The library finance committee is expected to discuss the elimination of fines at its next meeting, likely in September, Ramsey said.

The South Central Library System, to which Stoughton Public LIbrary belongs, includes libraries from seven counties that share books and services. A single library card allows patrons to check out materials from any library in the SCLS, Ramsey said that it would be unfair to charge patrons in Stoughton who could just go to nearby libraries and avoid fines.

“It is a matter of being fair to our patrons and not nickel and diming them,” he said.

Public libraries in surrounding communities including Fitchburg, Sun Prairie and Verona have done away with late fees. And Madison libraries announced eliminating fines just one month ago.

Ramsey previously told the Hub that he did not expect to see a large increase in circulation if they decided to eliminate fines.

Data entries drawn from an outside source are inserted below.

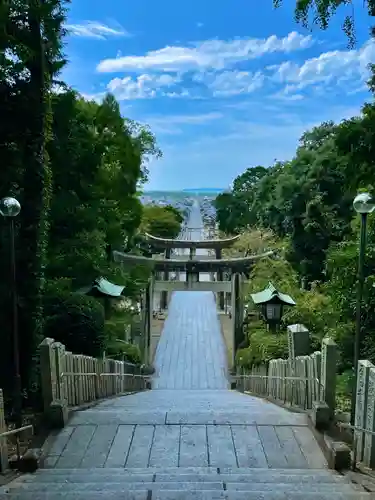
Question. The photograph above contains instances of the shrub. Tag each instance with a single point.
(123, 350)
(263, 347)
(75, 320)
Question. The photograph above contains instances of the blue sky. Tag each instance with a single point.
(224, 84)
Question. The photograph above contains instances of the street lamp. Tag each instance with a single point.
(10, 208)
(363, 204)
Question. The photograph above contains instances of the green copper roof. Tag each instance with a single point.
(101, 287)
(270, 293)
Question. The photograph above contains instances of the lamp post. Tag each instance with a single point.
(363, 204)
(10, 208)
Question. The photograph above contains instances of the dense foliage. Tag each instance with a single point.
(320, 12)
(304, 209)
(76, 167)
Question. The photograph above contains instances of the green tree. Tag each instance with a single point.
(160, 222)
(320, 12)
(31, 41)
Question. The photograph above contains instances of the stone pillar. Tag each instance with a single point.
(164, 293)
(237, 310)
(328, 374)
(52, 367)
(369, 440)
(220, 278)
(48, 373)
(148, 321)
(361, 407)
(298, 340)
(3, 441)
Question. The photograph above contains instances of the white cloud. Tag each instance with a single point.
(143, 87)
(95, 29)
(230, 83)
(209, 54)
(187, 119)
(340, 66)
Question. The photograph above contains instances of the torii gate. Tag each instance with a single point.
(167, 245)
(192, 268)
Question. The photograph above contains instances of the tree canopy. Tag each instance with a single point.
(320, 12)
(75, 166)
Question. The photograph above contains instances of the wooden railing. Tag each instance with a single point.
(285, 381)
(298, 381)
(6, 434)
(70, 380)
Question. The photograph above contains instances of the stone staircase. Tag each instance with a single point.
(183, 484)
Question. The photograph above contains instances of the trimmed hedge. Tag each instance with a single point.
(77, 321)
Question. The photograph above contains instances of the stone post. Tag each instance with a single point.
(52, 366)
(164, 293)
(220, 278)
(3, 441)
(48, 373)
(369, 439)
(298, 340)
(328, 374)
(363, 375)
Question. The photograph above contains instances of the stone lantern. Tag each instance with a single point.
(271, 303)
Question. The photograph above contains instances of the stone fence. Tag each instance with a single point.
(70, 380)
(302, 380)
(298, 381)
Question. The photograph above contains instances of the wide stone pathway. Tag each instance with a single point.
(191, 352)
(192, 428)
(189, 438)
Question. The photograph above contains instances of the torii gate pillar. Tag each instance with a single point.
(164, 295)
(221, 295)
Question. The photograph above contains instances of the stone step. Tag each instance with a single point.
(179, 485)
(186, 495)
(184, 478)
(185, 470)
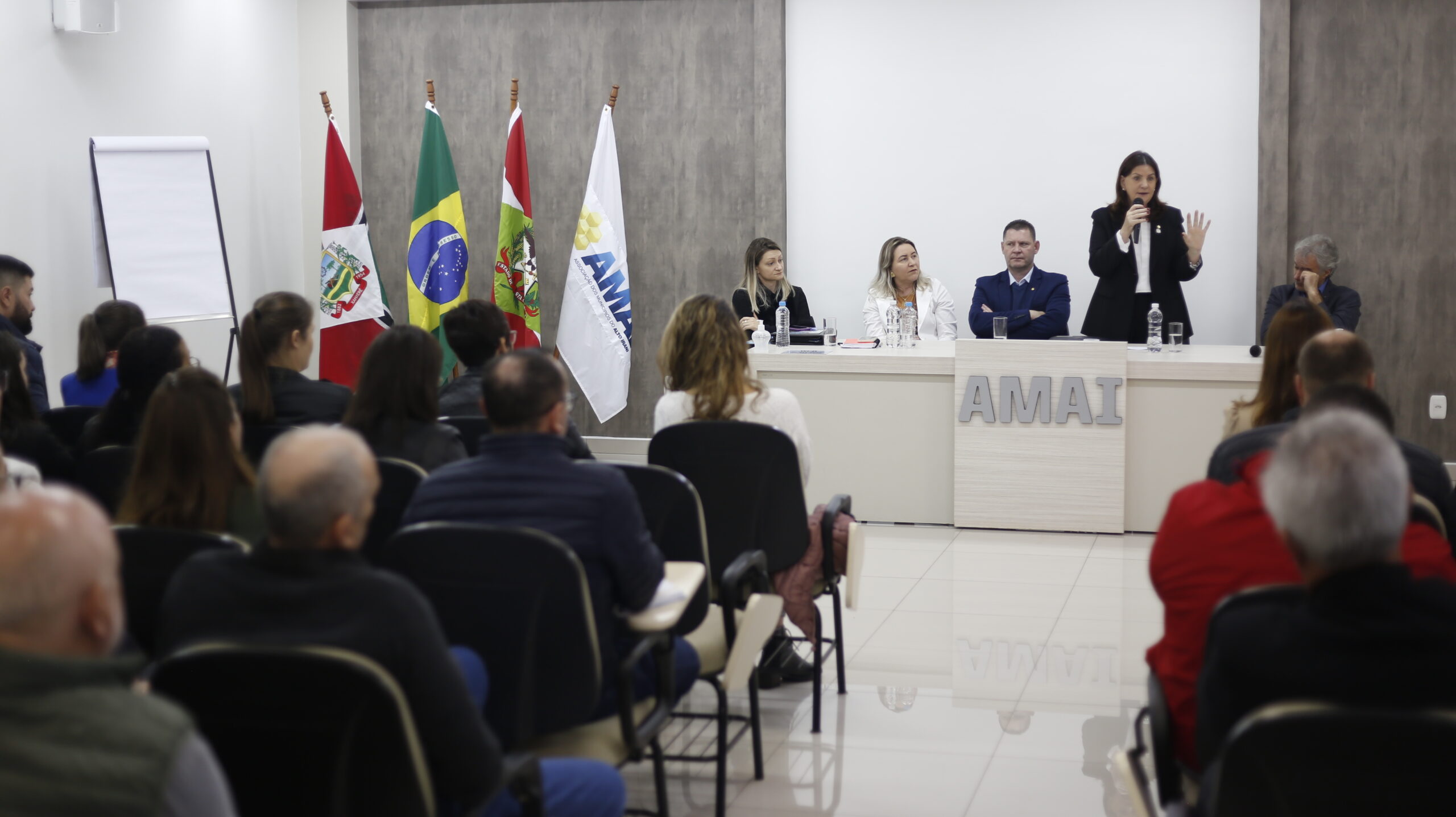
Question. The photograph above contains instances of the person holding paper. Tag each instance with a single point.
(1036, 304)
(899, 281)
(765, 284)
(1140, 255)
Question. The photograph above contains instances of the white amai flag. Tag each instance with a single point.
(594, 335)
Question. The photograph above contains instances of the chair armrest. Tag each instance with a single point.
(523, 779)
(839, 504)
(688, 577)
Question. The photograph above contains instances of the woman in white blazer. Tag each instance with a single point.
(897, 281)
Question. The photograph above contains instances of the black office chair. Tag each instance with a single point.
(398, 481)
(519, 599)
(104, 475)
(303, 730)
(1317, 759)
(747, 476)
(69, 423)
(258, 437)
(149, 558)
(471, 432)
(675, 517)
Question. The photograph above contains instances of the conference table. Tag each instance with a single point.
(1011, 434)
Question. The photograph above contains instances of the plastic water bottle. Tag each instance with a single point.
(909, 325)
(781, 318)
(1155, 330)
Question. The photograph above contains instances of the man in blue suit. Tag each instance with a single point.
(1036, 304)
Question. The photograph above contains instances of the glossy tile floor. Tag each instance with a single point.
(991, 673)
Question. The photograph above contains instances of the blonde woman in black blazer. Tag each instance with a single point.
(1136, 274)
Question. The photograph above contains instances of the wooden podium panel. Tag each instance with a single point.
(1033, 472)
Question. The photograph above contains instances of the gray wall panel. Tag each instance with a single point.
(1372, 162)
(700, 127)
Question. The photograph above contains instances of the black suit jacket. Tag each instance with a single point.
(1111, 306)
(1365, 637)
(1342, 305)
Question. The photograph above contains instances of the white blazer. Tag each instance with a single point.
(937, 314)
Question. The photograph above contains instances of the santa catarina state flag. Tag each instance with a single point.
(350, 295)
(439, 258)
(516, 289)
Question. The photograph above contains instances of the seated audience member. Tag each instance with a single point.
(1036, 304)
(1315, 261)
(477, 333)
(523, 478)
(1330, 359)
(1368, 634)
(16, 309)
(1216, 540)
(274, 347)
(763, 286)
(190, 470)
(75, 736)
(396, 400)
(309, 586)
(22, 434)
(1292, 328)
(144, 357)
(101, 334)
(705, 366)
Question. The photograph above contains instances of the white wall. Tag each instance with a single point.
(944, 120)
(222, 69)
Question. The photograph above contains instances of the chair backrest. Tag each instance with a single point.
(149, 557)
(471, 432)
(258, 437)
(398, 481)
(747, 476)
(303, 730)
(519, 598)
(675, 517)
(104, 475)
(1306, 759)
(69, 423)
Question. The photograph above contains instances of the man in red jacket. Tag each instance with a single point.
(1215, 541)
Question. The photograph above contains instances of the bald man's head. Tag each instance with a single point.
(1331, 357)
(59, 587)
(316, 487)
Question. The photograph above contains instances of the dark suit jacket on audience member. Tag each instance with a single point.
(427, 445)
(299, 401)
(1047, 293)
(529, 481)
(337, 599)
(797, 302)
(1365, 637)
(1110, 312)
(462, 398)
(1342, 305)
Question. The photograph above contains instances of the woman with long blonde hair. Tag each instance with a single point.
(705, 367)
(765, 283)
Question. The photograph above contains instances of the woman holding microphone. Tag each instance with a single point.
(1140, 255)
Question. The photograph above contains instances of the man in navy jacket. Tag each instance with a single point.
(523, 478)
(1036, 304)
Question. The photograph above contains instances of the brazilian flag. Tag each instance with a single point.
(439, 260)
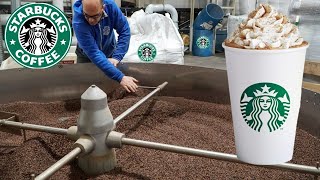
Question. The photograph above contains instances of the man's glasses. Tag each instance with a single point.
(95, 17)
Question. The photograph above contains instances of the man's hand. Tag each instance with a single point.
(113, 61)
(129, 83)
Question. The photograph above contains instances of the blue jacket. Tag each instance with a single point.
(98, 42)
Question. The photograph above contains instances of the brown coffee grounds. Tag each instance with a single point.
(170, 120)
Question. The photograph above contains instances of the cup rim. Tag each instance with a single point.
(265, 51)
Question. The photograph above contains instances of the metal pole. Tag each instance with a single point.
(135, 106)
(214, 155)
(34, 127)
(59, 164)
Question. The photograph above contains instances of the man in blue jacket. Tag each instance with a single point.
(93, 23)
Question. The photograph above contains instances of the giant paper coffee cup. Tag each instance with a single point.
(265, 92)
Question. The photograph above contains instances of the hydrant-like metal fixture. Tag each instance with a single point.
(96, 121)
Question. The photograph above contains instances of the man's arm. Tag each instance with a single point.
(89, 46)
(121, 25)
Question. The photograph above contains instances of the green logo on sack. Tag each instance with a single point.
(203, 42)
(265, 106)
(147, 52)
(38, 35)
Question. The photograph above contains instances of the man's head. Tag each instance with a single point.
(92, 10)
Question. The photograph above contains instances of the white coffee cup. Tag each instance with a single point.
(265, 92)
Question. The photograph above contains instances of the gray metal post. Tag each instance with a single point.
(139, 103)
(214, 155)
(59, 164)
(34, 127)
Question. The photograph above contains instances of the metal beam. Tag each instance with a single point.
(34, 127)
(215, 155)
(135, 106)
(59, 164)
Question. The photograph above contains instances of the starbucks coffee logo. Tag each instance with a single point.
(147, 52)
(203, 42)
(38, 35)
(265, 106)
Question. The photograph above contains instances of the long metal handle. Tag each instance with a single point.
(59, 164)
(34, 127)
(135, 106)
(214, 155)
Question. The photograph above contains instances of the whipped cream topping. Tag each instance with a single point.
(265, 28)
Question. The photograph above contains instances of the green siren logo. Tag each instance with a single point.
(265, 106)
(38, 35)
(147, 52)
(203, 42)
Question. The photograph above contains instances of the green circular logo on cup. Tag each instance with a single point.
(265, 106)
(203, 42)
(147, 52)
(38, 35)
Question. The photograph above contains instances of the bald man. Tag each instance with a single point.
(93, 23)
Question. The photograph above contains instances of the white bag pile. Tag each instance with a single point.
(154, 38)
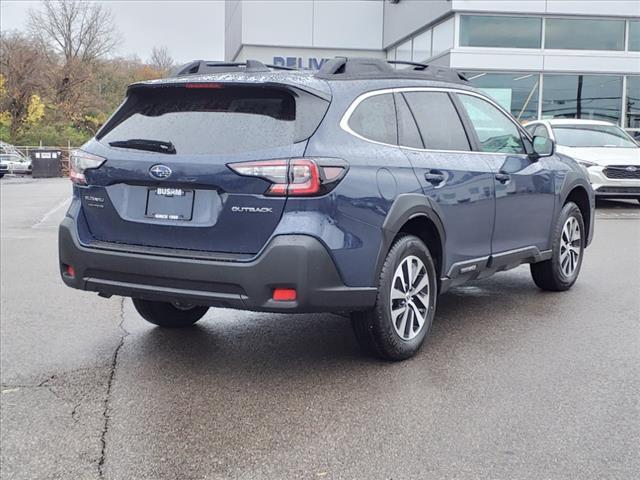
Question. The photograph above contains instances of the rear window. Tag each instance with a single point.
(222, 120)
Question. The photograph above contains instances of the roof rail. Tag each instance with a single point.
(198, 67)
(355, 68)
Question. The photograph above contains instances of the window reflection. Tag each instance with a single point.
(633, 102)
(500, 31)
(582, 34)
(515, 92)
(634, 36)
(582, 96)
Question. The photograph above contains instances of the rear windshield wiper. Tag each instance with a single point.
(143, 144)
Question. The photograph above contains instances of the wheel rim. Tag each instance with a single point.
(410, 294)
(570, 245)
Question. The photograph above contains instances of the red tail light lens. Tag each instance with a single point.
(284, 294)
(298, 177)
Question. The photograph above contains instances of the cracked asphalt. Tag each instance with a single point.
(513, 383)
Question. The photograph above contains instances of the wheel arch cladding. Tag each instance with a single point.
(580, 197)
(412, 214)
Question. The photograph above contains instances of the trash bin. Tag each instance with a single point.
(46, 163)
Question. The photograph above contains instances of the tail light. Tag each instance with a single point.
(79, 162)
(298, 177)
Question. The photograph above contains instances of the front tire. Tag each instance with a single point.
(561, 271)
(168, 314)
(399, 323)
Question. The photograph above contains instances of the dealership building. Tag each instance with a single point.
(537, 58)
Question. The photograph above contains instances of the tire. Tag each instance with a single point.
(169, 315)
(561, 271)
(375, 330)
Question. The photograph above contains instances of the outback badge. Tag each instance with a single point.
(160, 171)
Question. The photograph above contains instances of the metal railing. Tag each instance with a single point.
(64, 158)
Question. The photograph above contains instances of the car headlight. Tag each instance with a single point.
(80, 161)
(585, 163)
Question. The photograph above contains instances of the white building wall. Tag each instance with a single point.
(621, 8)
(322, 24)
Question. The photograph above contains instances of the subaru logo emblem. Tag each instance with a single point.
(160, 172)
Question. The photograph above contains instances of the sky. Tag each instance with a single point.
(191, 30)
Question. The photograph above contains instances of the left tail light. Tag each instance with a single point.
(297, 177)
(79, 162)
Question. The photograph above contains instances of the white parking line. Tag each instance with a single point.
(41, 223)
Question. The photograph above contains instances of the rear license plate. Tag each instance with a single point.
(169, 204)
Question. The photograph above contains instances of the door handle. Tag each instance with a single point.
(503, 177)
(434, 177)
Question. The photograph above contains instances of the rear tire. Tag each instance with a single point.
(169, 315)
(401, 319)
(561, 271)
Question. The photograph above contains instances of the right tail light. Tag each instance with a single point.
(296, 177)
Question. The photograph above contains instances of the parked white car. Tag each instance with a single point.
(12, 160)
(609, 154)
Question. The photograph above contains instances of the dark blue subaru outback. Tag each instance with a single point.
(360, 188)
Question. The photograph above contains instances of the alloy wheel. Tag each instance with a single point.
(570, 245)
(410, 292)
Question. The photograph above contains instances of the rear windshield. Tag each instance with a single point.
(592, 136)
(220, 120)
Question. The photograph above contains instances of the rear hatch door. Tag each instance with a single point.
(165, 182)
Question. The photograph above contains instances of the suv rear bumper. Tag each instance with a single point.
(288, 261)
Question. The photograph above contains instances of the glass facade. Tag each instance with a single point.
(515, 92)
(634, 35)
(582, 34)
(422, 46)
(597, 97)
(633, 102)
(500, 31)
(593, 97)
(403, 52)
(531, 94)
(442, 39)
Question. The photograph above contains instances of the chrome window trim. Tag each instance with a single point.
(344, 122)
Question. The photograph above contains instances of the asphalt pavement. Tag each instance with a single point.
(513, 383)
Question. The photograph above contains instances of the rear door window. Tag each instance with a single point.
(438, 121)
(375, 119)
(495, 131)
(408, 134)
(221, 120)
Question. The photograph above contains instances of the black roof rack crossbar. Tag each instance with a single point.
(417, 65)
(205, 66)
(354, 68)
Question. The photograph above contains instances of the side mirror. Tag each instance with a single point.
(543, 147)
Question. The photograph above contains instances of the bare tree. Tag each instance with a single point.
(160, 59)
(77, 30)
(22, 63)
(79, 33)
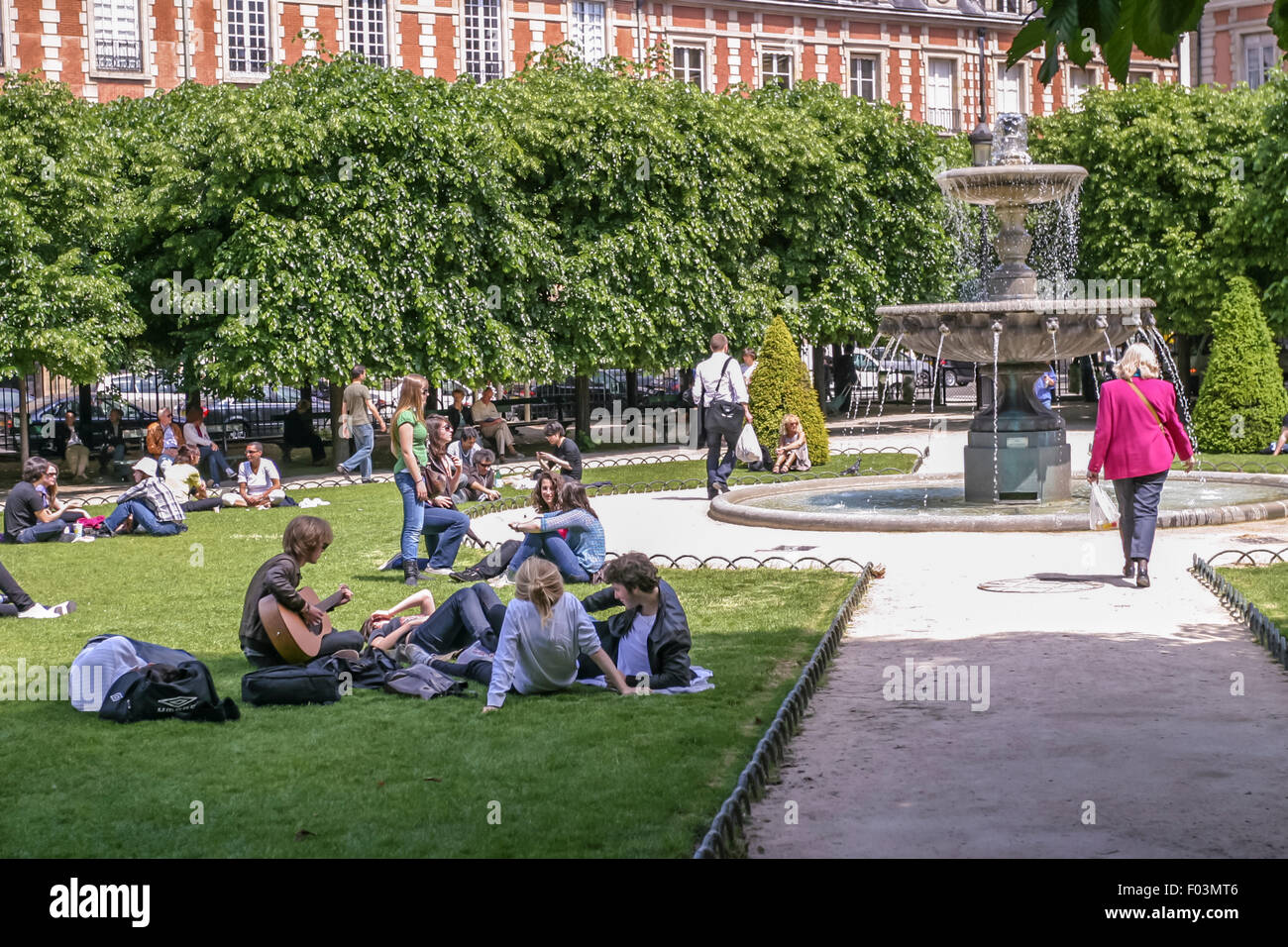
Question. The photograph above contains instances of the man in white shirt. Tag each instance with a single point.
(720, 393)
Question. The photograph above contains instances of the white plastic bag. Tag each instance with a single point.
(1104, 509)
(747, 450)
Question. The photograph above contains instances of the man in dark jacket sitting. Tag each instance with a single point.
(652, 634)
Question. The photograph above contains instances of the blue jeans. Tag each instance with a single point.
(215, 462)
(143, 515)
(1137, 513)
(553, 547)
(42, 532)
(473, 613)
(365, 437)
(443, 528)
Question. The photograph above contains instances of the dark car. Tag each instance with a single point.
(245, 419)
(46, 418)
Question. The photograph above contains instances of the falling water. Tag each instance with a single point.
(997, 334)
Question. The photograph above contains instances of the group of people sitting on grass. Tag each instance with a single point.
(544, 641)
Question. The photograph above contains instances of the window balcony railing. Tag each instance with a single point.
(119, 55)
(945, 119)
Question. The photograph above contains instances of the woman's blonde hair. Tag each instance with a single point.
(1138, 357)
(412, 395)
(539, 582)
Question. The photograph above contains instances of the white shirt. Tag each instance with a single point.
(536, 657)
(632, 652)
(196, 434)
(709, 388)
(258, 482)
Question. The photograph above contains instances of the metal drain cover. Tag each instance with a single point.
(1041, 583)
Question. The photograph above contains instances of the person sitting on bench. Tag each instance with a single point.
(652, 634)
(487, 419)
(303, 544)
(565, 454)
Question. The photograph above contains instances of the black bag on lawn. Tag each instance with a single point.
(174, 684)
(490, 565)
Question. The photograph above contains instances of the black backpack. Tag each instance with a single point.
(172, 684)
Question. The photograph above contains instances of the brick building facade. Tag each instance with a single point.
(918, 54)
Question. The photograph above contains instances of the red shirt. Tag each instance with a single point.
(1128, 442)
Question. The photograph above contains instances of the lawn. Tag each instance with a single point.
(1266, 586)
(581, 774)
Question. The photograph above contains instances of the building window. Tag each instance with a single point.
(941, 94)
(369, 35)
(588, 29)
(1010, 89)
(117, 42)
(1260, 55)
(863, 77)
(248, 38)
(1080, 80)
(690, 64)
(483, 40)
(776, 68)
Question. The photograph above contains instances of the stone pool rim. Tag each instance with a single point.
(733, 508)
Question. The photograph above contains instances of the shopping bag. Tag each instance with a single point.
(747, 450)
(1104, 509)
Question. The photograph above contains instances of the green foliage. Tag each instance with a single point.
(1163, 202)
(1115, 27)
(1241, 401)
(62, 298)
(781, 386)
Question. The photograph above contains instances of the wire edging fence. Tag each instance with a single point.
(726, 828)
(1266, 633)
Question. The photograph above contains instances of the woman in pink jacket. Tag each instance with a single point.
(1137, 433)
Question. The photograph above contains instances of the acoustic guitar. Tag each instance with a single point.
(292, 638)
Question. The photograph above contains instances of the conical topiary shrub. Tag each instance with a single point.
(781, 386)
(1241, 401)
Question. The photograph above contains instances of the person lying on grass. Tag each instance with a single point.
(652, 634)
(303, 544)
(473, 613)
(544, 633)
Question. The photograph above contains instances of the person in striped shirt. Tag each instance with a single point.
(579, 557)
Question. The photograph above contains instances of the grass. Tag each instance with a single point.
(1266, 586)
(580, 774)
(1250, 463)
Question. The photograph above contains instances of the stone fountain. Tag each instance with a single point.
(1017, 449)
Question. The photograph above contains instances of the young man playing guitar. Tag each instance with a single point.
(297, 629)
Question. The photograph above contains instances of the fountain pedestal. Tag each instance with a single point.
(1031, 455)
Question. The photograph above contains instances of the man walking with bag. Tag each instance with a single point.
(720, 395)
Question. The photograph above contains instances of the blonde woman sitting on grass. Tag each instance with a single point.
(791, 454)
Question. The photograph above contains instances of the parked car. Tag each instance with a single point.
(46, 416)
(245, 419)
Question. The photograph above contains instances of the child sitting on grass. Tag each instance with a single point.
(791, 454)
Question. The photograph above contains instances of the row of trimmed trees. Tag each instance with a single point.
(563, 221)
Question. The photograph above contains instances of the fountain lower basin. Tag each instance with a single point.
(894, 504)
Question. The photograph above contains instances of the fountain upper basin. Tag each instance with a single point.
(1080, 325)
(1014, 184)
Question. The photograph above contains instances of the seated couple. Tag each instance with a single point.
(579, 553)
(541, 642)
(33, 512)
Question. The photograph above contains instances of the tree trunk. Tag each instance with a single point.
(24, 446)
(583, 420)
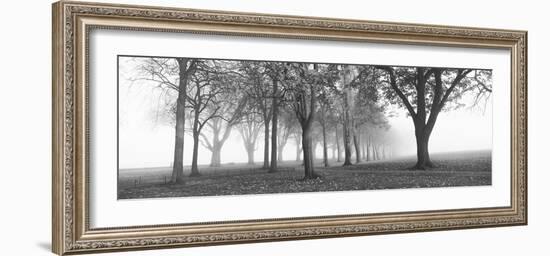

However, he said if neighboring libraries are fine free, patrons might go elsewhere to avoid overdue fees.

Ramsey led a public presentation in November on eliminating overdue fines, and said there would still be fines for lost items that are never returned.

After Chicago’s public libraries became the largest public library system to eliminate daily overdue fines, it saw a 240% increase in book returns after the fees were eliminated, The Chicago Tribune reported.

Ramsey previously told the Hub that overdue fines currently make up about 1.9% of the Stoughton library’s revenue.

The Stoughton Public Library’s fines are 20 cents per day for most adult materials and 10 cents per day for juvenile items. For some items that are particularly in demand, fines can go up to $1 a day.